The Scottish poet, Robert Burns, wrote:

The best laid schemes of mice and men
Go often askew,
And leave us nothing but grief and pain,
For promised joy!

What happens when our plans go askew? Better yet, what happens when God’s plans go askew?

Galatians 2:21 (KJV) 21 I do not frustrate the grace of God: for if righteousness come by the law, then Christ is dead in vain.

I realize that I may offend some sensibilities, here. But the truth of the matter is that because God gave man dominion — that is, delegated authority — we have the ability to upset God’s plan. Let me clear things up a bit — while God’s plans may be frustrated, His purpose never is.

God’s plan has always been to manifest his unconditional Love and unlimited Grace in the world. Mankind — by the leading of the adversary — has operated in pride and selfishness.

2 Peter 3:9 tells us that God desires that none perish but all come to repentance. He desires it — which is His plan but the unbelief of of men thwart the plan. However, His overarching purpose — creation and redemption — faithfully comes to pass.

Jesus went about healing everyone who needed healing that He came in contact with. Because He is the express image of God, we can come to the conclusion that it is always God’s will to heal. That’s His plan — but even though the plan doesn’t always come to pass, the overarching plan still continues unabated.

Here’s the point — you may have a plan. However, many of our plans depend upon others. What happens when someone misses an appointment with you. What happens when all your plans don’t line up? Does the fact of the failure of a plan thwart the truth of your purpose? Do you allow failure to be final? Do you allow setbacks to be cemented?

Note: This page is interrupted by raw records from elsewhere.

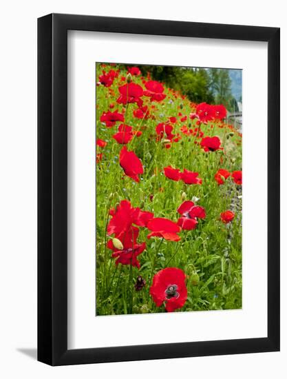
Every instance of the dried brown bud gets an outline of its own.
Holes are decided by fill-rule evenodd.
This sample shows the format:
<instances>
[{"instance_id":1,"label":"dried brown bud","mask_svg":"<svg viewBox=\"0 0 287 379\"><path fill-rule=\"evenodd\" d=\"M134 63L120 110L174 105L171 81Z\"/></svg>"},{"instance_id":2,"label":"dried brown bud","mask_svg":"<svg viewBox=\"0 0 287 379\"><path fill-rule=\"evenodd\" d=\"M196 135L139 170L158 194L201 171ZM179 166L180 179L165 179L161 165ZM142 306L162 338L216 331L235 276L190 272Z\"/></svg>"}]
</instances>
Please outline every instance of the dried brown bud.
<instances>
[{"instance_id":1,"label":"dried brown bud","mask_svg":"<svg viewBox=\"0 0 287 379\"><path fill-rule=\"evenodd\" d=\"M141 289L142 289L142 288L145 286L145 280L142 278L142 276L139 275L136 278L136 284L134 285L136 291L140 291Z\"/></svg>"}]
</instances>

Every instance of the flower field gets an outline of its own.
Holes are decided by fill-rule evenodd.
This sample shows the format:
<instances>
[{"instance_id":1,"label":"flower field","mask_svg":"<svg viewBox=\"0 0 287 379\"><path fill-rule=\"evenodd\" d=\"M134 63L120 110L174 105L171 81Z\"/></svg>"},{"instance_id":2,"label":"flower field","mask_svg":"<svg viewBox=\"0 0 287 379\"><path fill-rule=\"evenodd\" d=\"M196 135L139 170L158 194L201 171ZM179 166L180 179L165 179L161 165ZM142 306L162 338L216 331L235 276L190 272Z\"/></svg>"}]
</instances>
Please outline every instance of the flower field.
<instances>
[{"instance_id":1,"label":"flower field","mask_svg":"<svg viewBox=\"0 0 287 379\"><path fill-rule=\"evenodd\" d=\"M96 64L96 315L242 307L242 134L136 66Z\"/></svg>"}]
</instances>

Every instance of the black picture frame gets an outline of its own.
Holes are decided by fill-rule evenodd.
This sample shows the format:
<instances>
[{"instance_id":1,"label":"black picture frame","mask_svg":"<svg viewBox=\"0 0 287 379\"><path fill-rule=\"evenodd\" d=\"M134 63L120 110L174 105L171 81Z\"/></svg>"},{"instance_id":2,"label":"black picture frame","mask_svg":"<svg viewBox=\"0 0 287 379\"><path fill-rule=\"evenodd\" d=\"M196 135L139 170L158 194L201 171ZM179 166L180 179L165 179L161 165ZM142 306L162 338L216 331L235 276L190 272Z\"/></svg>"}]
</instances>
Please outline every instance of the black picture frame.
<instances>
[{"instance_id":1,"label":"black picture frame","mask_svg":"<svg viewBox=\"0 0 287 379\"><path fill-rule=\"evenodd\" d=\"M67 30L268 43L268 336L67 349ZM53 366L279 350L278 28L51 14L38 19L38 360Z\"/></svg>"}]
</instances>

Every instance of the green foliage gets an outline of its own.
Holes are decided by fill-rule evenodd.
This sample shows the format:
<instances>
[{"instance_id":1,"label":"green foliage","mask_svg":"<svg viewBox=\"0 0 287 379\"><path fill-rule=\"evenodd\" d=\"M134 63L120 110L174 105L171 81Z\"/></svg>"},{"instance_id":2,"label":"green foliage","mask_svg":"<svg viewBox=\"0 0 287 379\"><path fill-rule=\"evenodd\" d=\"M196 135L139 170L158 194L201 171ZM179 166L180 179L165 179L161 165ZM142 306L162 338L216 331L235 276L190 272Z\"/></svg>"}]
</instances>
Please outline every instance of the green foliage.
<instances>
[{"instance_id":1,"label":"green foliage","mask_svg":"<svg viewBox=\"0 0 287 379\"><path fill-rule=\"evenodd\" d=\"M209 88L207 85L205 86L209 77L206 70L145 68L147 71L140 67L144 74L152 69L154 79L164 78L165 83L170 86L172 83L176 86L178 78L180 80L185 78L180 88L184 88L186 94L191 91L189 98L191 96L191 88L198 88L198 101L208 102L209 98L204 97ZM108 71L109 68L111 68L105 70ZM98 65L98 78L101 70L100 65ZM217 74L214 73L214 78ZM126 75L126 69L122 65L120 77ZM134 77L133 80L142 84L138 77ZM214 86L217 85L217 82L224 83L223 79L217 82L216 80L213 81ZM180 122L178 112L189 117L189 113L194 110L191 109L187 100L175 100L167 94L161 103L152 103L156 105L153 110L154 119L147 120L135 119L133 111L137 106L129 104L125 106L125 123L136 130L142 128L142 136L134 138L127 145L127 149L134 151L141 159L145 168L142 180L135 183L124 174L119 165L119 152L123 146L112 139L117 126L107 128L100 121L100 115L109 110L111 103L116 104L114 109L121 111L122 106L118 106L116 102L118 86L118 83L115 81L110 88L99 86L96 90L96 136L107 142L104 149L98 147L97 150L97 153L103 154L96 166L97 315L165 311L164 306L156 307L149 295L149 287L152 267L154 274L167 266L180 268L187 276L188 298L184 306L176 311L241 308L241 186L237 185L231 178L220 186L214 180L219 168L230 172L241 170L240 136L235 132L227 139L230 130L226 125L221 127L220 123L202 124L201 127L205 135L220 136L226 154L222 154L220 150L206 153L195 143L196 136L186 136L180 132L180 128L184 123ZM218 91L223 96L222 90ZM168 94L167 91L165 93ZM146 103L149 103L147 100ZM170 149L166 149L160 141L156 141L155 128L158 123L166 121L170 116L178 118L175 132L180 133L182 139L173 143ZM196 126L196 120L190 122L191 127ZM198 172L202 184L188 185L182 181L168 179L162 170L169 165L182 170L187 168ZM183 192L187 200L198 199L197 204L204 207L206 218L198 220L195 229L182 231L181 240L178 243L165 240L161 243L157 238L149 240L148 231L141 228L138 240L145 241L147 249L138 257L140 269L120 264L116 266L111 256L111 250L107 248L110 238L106 233L109 209L120 201L128 199L133 207L140 207L153 212L156 217L166 217L176 222L179 216L177 209L182 203ZM235 218L232 223L225 225L220 221L220 214L228 209L235 212ZM136 291L134 286L138 275L145 278L146 285L141 291Z\"/></svg>"}]
</instances>

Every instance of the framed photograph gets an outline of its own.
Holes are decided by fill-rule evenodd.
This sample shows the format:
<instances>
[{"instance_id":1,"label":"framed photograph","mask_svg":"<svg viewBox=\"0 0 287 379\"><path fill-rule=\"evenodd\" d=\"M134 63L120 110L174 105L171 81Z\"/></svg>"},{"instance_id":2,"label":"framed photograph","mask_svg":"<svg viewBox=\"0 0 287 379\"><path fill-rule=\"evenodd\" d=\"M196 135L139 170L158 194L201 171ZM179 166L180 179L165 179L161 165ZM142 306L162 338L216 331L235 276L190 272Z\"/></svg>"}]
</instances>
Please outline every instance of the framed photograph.
<instances>
[{"instance_id":1,"label":"framed photograph","mask_svg":"<svg viewBox=\"0 0 287 379\"><path fill-rule=\"evenodd\" d=\"M41 17L38 135L39 361L279 351L279 28Z\"/></svg>"}]
</instances>

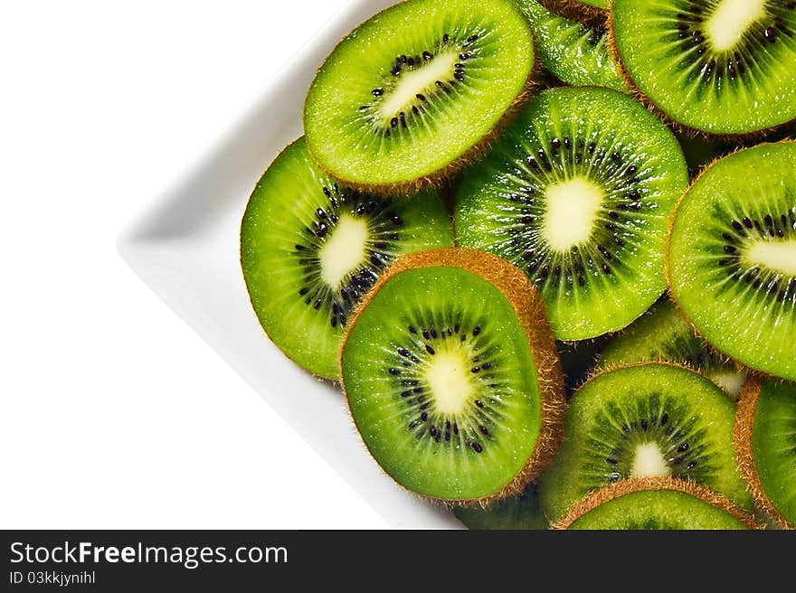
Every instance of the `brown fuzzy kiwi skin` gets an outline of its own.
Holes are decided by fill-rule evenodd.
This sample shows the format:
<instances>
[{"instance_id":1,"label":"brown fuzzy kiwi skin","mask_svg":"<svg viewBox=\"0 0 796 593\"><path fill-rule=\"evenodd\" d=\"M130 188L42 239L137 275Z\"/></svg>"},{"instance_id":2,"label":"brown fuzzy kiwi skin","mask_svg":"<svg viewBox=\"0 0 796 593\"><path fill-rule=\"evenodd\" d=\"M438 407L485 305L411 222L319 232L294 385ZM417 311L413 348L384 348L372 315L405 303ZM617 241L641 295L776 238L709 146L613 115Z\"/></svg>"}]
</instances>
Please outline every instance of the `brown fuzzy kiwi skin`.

Contrary to popular belief, humanity has the ability to limit God. The psalmist wrote about this in Psalm 78:41. We limit God by testing God instead of trusting Him. We try to test God by showing how “good” we’re behaving or how “sacrificially” we’re giving. When we try to curry favor with God through our works, we limit God’s ability to work in our lives.

This ties back to today’s core Scripture — when we depend on works, we actually turn back to the law and frustrate (nullify the power of) Grace in our lives. Turning to the law when we claim to be saved by Grace, we become double-minded in our thoughts and actions — and double-mindedness limits God’s ability to work in our lives.

Notice, I say “God’s ability to work in our lives,” not “God’s ability.” God can do anything but lie and violate His Word.

Now, there are some people who call Jesus, “God’s plan B.” But Jesus is more than God’s plan, Jesus is the revelation of God’s purpose. Jesus is the revelation of who God really is. Jesus is the revelation of how God wants to relate to us — and how He wants us to relate to Him. Jesus is the earthly manifestation of His Love and the personification of His Grace.

Jesus didn’t simply come to redeem, restore, and reconcile us. He came to give us life — His life. Giving us His life gives us new life and a perpetual newness of life. He came to give us eternal life — a life that never grows old or stale. He came to give us the life that the law never could. He came to give us the life we could never attain. He came to give us the life that no resolution could ever produce.

Jesus came to replace our spirit with His Spirit. He came to make us one with Him and, thus, make us one with the Father.

See, plans are subject to change. Even God repented (Exodus 32:14). But your purpose should never change — because God’s doesn’t. God’s purpose has always been to reveal Himself to us in the form of Jesus — the embodiment of His unconditional Love and unlimited Grace!

When God told Jeremiah of the plan He had for us:

Jeremiah 29:11 (ESV) 11 For I know the plans I have for you, declares the Lord, plans for welfare and not for evil, to give you a future and a hope.

He wasn’t revealing some super-spiritual plan for prosperity — He was revealing the overarching purpose of the Savior.

Life — abundant life — has always been God’s purpose. And even though the plans of both God and man are subject to change, the purpose will never be frustrated.

So when your plans seem to be failing, go back to your purpose. Go back to your divine “why.” Your purpose will position you to replan, if necessary. And make sure you write your plans in pencil because they are always subject to change. But never let your plan derail your purpose.